Emirati/Brazilian military trainer aircraft

The Calidus B-250 is a tandem-seat, turboprop, light attack aircraft with counter-insurgency capability. Its structure is constructed entirely of carbon fiber, thus making it much lighter than its competitors. It has 7 hard points for placing weapons as well as EO/IR. It has Pro Line Fusion II avionics systems supplied by the American company Rockwell Collins.

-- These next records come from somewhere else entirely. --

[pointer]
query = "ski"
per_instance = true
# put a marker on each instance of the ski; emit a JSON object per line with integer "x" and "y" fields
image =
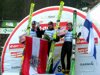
{"x": 72, "y": 69}
{"x": 30, "y": 19}
{"x": 49, "y": 62}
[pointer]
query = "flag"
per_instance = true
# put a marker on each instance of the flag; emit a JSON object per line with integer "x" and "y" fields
{"x": 35, "y": 56}
{"x": 88, "y": 35}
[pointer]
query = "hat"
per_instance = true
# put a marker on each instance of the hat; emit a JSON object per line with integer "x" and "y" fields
{"x": 34, "y": 22}
{"x": 50, "y": 23}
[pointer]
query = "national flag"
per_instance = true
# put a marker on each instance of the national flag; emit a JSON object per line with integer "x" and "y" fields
{"x": 88, "y": 35}
{"x": 35, "y": 56}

==Design and development==
The B-250 is a low-wing cantilever monoplane with a retractable tricycle landing gear. It has an enclosed cockpit with two Martin-Baker ejection seats in tandem. It has a single Pratt & Whitney Canada PT-6A-68 turboprop in tractor configuration. It was designed and developed in Brazil by Novaer, with mass production to be undertaken by Calidus in the United Arab Emirates. The chief designer for the project was Joseph Kovács who created the Embraer Tucano.

In 2019, 24 aircraft were ordered by the United Arab Emirates Air Force at the 2019 Dubai Airshow.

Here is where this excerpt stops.